If a relatively unknown startup can build a powerful, cost-efficient AI model in secret, what’s stopping others from doing the same?
But OpenAI isn’t backing down. Less than three months after raising $6.6 billion at a $157 billion valuation, the company is now reportedly looking to raise up to $40 billion – at a staggering $300 billion valuation. This would make OpenAI the second most valuable startup in the world, trailing only SpaceX.

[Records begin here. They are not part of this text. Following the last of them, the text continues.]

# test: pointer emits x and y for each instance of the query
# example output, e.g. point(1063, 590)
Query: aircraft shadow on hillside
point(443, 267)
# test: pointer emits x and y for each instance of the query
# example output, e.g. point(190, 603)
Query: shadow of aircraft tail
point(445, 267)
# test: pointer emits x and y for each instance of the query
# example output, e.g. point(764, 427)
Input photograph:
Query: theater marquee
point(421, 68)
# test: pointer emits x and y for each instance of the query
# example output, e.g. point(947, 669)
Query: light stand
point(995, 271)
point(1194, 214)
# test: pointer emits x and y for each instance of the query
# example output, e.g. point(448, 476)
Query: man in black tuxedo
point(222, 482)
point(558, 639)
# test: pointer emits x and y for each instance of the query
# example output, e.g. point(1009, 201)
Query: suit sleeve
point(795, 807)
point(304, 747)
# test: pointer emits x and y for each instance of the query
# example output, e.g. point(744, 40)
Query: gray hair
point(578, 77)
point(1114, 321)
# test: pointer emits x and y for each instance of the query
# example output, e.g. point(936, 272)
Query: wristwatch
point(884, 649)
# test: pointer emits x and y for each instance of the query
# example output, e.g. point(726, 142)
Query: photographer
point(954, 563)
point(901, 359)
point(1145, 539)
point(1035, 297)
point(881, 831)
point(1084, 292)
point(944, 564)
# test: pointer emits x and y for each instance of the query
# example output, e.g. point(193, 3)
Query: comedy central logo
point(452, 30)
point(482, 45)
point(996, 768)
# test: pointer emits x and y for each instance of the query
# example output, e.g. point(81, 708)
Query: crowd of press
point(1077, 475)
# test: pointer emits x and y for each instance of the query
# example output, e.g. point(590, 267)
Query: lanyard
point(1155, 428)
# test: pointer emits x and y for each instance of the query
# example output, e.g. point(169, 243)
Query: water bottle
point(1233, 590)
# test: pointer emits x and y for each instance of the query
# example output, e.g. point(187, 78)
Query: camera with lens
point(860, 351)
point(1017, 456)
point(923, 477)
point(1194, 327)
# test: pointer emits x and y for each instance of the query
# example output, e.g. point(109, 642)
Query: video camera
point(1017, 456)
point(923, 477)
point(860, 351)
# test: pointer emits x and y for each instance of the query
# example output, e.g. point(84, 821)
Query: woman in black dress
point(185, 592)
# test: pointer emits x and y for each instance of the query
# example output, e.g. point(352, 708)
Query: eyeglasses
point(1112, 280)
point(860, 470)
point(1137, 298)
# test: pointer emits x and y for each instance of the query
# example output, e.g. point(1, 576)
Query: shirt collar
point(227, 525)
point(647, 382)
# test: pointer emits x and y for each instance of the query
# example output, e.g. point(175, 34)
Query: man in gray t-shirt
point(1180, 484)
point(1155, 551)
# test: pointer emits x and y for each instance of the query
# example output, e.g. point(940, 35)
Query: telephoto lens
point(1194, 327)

This raises the $300 billion question: Is OpenAI still the clear leader, or just the most expensive bet in an AI landscape that’s getting more competitive by the day?
That’s all for this week, folks.
We’ll be back next week with more AI insights, second-thought analysis, and a breakdown of what actually matters in the Gen AI race.
TLDR
Meta came out strong post-DeepSeek panic, proving that open-source AI models can be a winning strategy. AI-driven ad targeting is working, driving revenue growth.
Microsoft and Salesforce are curent AI winners. Microsoft dominates enterprise AI adoption despite CoPilot’s weaker functionality, while Salesforce is pushing AI agents that actually "get work done."
Amazon and Google struggle. Amazon faces infrastructure bottlenecks despite high demand, and Google’s Gemini 2.0 launch barely registered with users or investors.
DeepSeek’s claim that it trained a model for $6M was misleading, but its training innovations could reshape AI development.
OpenAI isn’t backing down. Despite concerns over AI valuations, it’s reportedly raising $40 billion at a $300 billion valuation - can these valuations be sustained?